Based on their available cash, Peters and Cruthers initially hoped to provide hot meals to three or four warming centre locations. But after a simple Tweet asking for restaurant recommendations – which received a signal boost from Mo Amir, host of "This is Vancolour" – the pair found themselves flush with a steady stream of small donations.
Before they knew it, they had raised more than $3,000. Suddenly, they had enough to provide pizzas to 15 different warming centres and shelters.
When the phone unexpectedly rang at the Vancouver Odd Fellows Lodge, volunteer Walter Wells couldn't believe their luck.
The longtime service organization has been running a warming centre in partnership with the city for the last few years, and members have tried to go above and beyond – taking turns providing warm meals for the people spending the night whenever possible.
"They're famished, they're always hungry," Wells said of their guests. "The cold really sucks the energy out of you."
But on Wednesday night, there was no food to be served.
"We had nobody to cook a dinner," Wells said. "So when (Gabrielle) called me up, it was perfect."
Not long after, a delivery person arrived bearing 10 pizzas. Others went to Aboriginal Front Door, Atira Women's Society, Cascades Church, Directions Youth Centre, Gathering Place, the Langara YMCA, Marpole Neighourhood House, Mount Pleasant Community Centre, Powell Street Gateway, Salvation Army Belkin House, the Vancouver Area Network of Drug Users and the West End Community Centre.

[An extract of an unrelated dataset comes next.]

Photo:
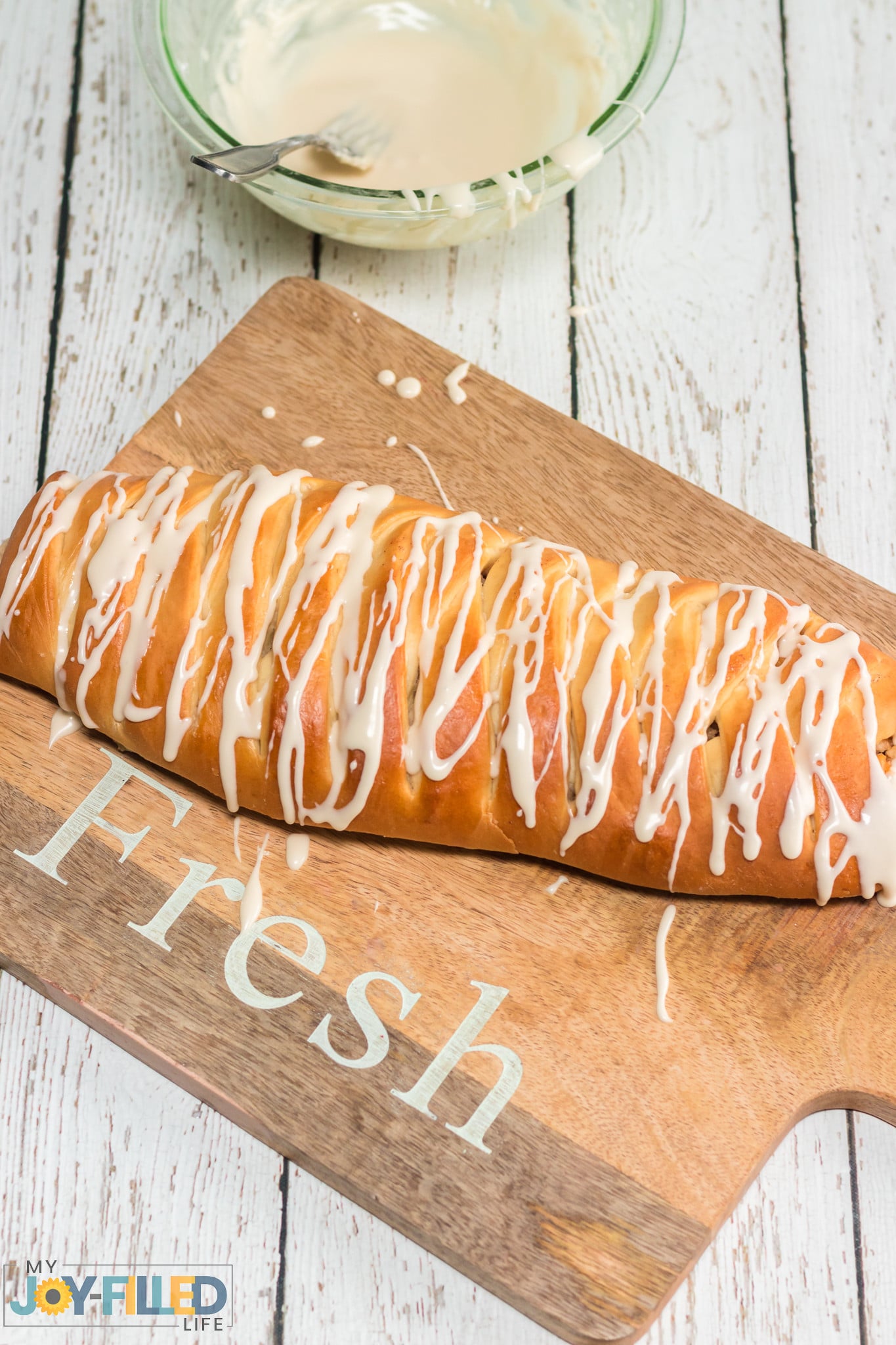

Peters and Cruthers might have thought they were finished with the pizza drive after that, but the pizza drive wasn't finished with them.
Money kept coming in on Thursday – including two donations of $500 a piece – so the pair ended up getting 57 more pies delivered to 10 locations. They also passed on donations of $250 each to Odd Fellows and two others organizations.
Peters couldn't have been happier with how the week unfolded, but her real hope is that the government steps up and provides more – more food, more shelters, more housing.
In the meantime, she encouraged anyone who feels the spark of human solidarity this holiday season to get involved somewhere close to home.
"Community is a verb, not just a noun," Peters said. "It's the act of doing. It's being present and making things happen in whatever way you can."